En novembre 2009, l’Assemblée générale des Nations unies, par résolution A/RES/64/13, déclarait le 18 juillet comme « Journée internationale Nelson Mandela ». L’objectif est de rendre hommage à l’ex-président sud-africain qui, on le sait, a beaucoup apporté à la lutte pour la démocratie et à la promotion d’une culture de paix et de liberté à l’échelle internationale. A l’occasion, et dans le souci de lutter contre les inégalités sociales qui font le lit des frustrations, il est demandé aux plus puissants de tendre la main aux plus faibles et aux plus nantis de voler au secours des plus indigents. Comme quoi, la meilleure manière de vénérer la mémoire d’une icône, c’est de promouvoir les valeurs qu’elle a toujours défendues ou incarnées. Mais plus de dix ans après qu’elle a été instituée, que reste-t-il de la Journée Nelson Mandela que les locuteurs de la langue anglaise appellent « Mandela Day » ? Le monde est-il devenu plus juste ? Ou encore la dignité de chaque être humain est-elle respectée ? A toutes ces questions, l’on peut, sans aucun risque de se tromper, répondre par la négative. Pire, on a la fâcheuse impression que le Mandela Day, si ce n’est déjà fait, est en passe d’être mis sous l’éteignoir. Si bien que l’engouement qu’il avait suscité au départ, semble subitement retombé. Pourquoi ? Tout porte à croire que la conjoncture mondiale y est pour quelque chose. Car l’ONU elle-même, au regard des conflits et des crises auxquels elle fait face, semble dépassée par les évènements. Tant et si bien qu’elle est régulièrement préoccupée à éteindre les départs de feu qu’à vouloir honorer un personnage historique.
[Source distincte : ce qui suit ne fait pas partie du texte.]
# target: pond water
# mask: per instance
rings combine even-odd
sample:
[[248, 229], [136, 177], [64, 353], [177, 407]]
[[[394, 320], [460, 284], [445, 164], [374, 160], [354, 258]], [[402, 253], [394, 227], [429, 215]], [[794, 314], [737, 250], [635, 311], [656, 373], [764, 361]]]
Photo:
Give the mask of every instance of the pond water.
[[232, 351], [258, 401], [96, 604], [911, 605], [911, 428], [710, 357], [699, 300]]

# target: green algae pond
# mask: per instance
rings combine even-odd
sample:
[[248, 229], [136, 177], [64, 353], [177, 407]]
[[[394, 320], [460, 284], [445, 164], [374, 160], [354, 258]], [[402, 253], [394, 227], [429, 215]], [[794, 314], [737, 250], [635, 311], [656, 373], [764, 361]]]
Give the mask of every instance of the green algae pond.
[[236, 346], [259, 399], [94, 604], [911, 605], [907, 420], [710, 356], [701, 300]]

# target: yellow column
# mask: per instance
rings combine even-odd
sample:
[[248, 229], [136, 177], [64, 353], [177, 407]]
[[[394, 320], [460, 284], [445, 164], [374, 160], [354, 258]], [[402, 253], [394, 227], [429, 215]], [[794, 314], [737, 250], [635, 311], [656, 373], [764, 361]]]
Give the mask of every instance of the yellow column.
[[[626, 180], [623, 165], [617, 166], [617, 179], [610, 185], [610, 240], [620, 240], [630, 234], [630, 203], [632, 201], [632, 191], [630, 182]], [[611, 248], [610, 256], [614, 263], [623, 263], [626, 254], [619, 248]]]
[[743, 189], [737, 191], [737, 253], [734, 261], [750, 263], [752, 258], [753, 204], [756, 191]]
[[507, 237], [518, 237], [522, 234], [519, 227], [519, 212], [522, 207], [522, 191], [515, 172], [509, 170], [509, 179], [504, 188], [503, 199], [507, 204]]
La paix et la tolérance se révèlent être aujourd’hui de vains mots
Même en Afrique de Sud, les temps ont changé à telle enseigne que les uns et les autres semblent préoccupés à fouetter d’autres chats. Si fait que l’on assiste, progressivement et collectivement, à la mort de la mémoire de Nelson Mandela qui, faut-il le rappeler, a accepté de se sacrifier pour l’avènement d’un monde égalitaire où les clivages liés à l’appartenance raciale ou religieuse, n’auront plus de place. L’ONU est donc interpellée. C’est à elle de veiller à ce que la flamme qu’elle a allumée, continue d’éclairer la conscience de la jeunesse qui a plus que jamais besoin de repères. Surtout dans un monde où la violence a repris ses droits sur fond de haine et de xénophobie. Il suffit d’observer ce qui se passe en Tunisie pour comprendre. Où des migrants subsahariens subissent des traitements dégradants et humiliants quand ils ne sont pas ouvertement accusés d’être à l’origine des malheurs du pays. Pendant ce temps, le Sahel, depuis maintenant plusieurs années, est en proie à des attaques terroristes qui endeuillent injustement des familles et obligent des milliers d’autres personnes à migrer vers d’autres localités où elles vivent parfois dans l’indignité totale. C’est la preuve, s’il en est, que la paix et la tolérance qu’avait toujours prêchées Nelson Mandela, se révèlent être aujourd’hui de vains mots ; tant l’inhumanité a pris le pas sur l’humanité. Sans doute Nelson Mandela s’est-il, à maintes reprises, retourné dans sa tombe au regard des drames que vit le monde actuel mais dont la plupart dépendent de nos comportements.